Today I am pleased to be able to participate in the blog tour for Blue Night by Simone Buchholz and have an excerpt from the book for you. My thanks go to Orenda Books and Anne Cater.
Also on the blog tour today is Emma's Bookish Corner
A real find in the burgeoning
field of European crime fiction. Simone Buchholz writes with real
authority and a pungent, noir-ish sense of time and place. Blue Night is a palpable hit’ Barry Forshaw
After convicting a superior for corruption and shooting off a gangster’s crown jewels, the career of Hamburg’s most hard-bitten state prosecutor, Chastity Riley, has taken a nose dive: she has been transferred to the tedium of witness protection to prevent her making any more trouble.
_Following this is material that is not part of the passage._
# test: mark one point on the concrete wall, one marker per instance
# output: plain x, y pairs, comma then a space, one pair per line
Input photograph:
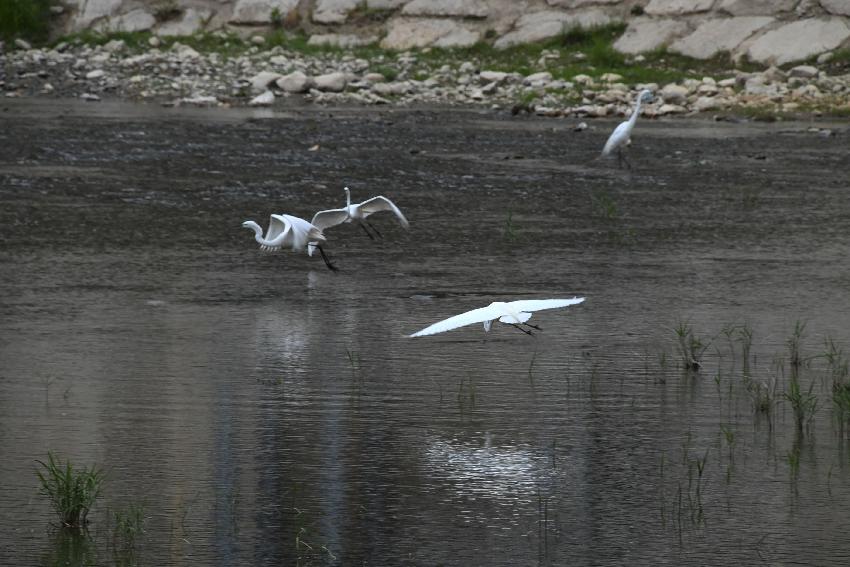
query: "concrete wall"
768, 31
However, when she is assigned to the case of an anonymous man lying under police guard in hospital, Chastity’s instinct for the big, exciting case kicks in. Using all her powers of persuasion, she soon gains her charge’s confidence, and finds herself on the trail to Leipzig, a new ally, and a whole heap of lethal synthetic drugs. When she discovers that a friend and former colleague is trying to bring down Hamburg’s Albanian mafia kingpin single-handedly, it looks like Chas Riley’s dull life on witness protection really has been short-lived…
Excerpt
My new office in the public prosecution
department is only half as big as my old one. It’s more of a storeroom than an
office really. The idea was probably to come up with a special cell, just for
me, one where only I – and they – know it’s a cell. Every time I look out of the
narrow window I’m amazed that it isn’t barred.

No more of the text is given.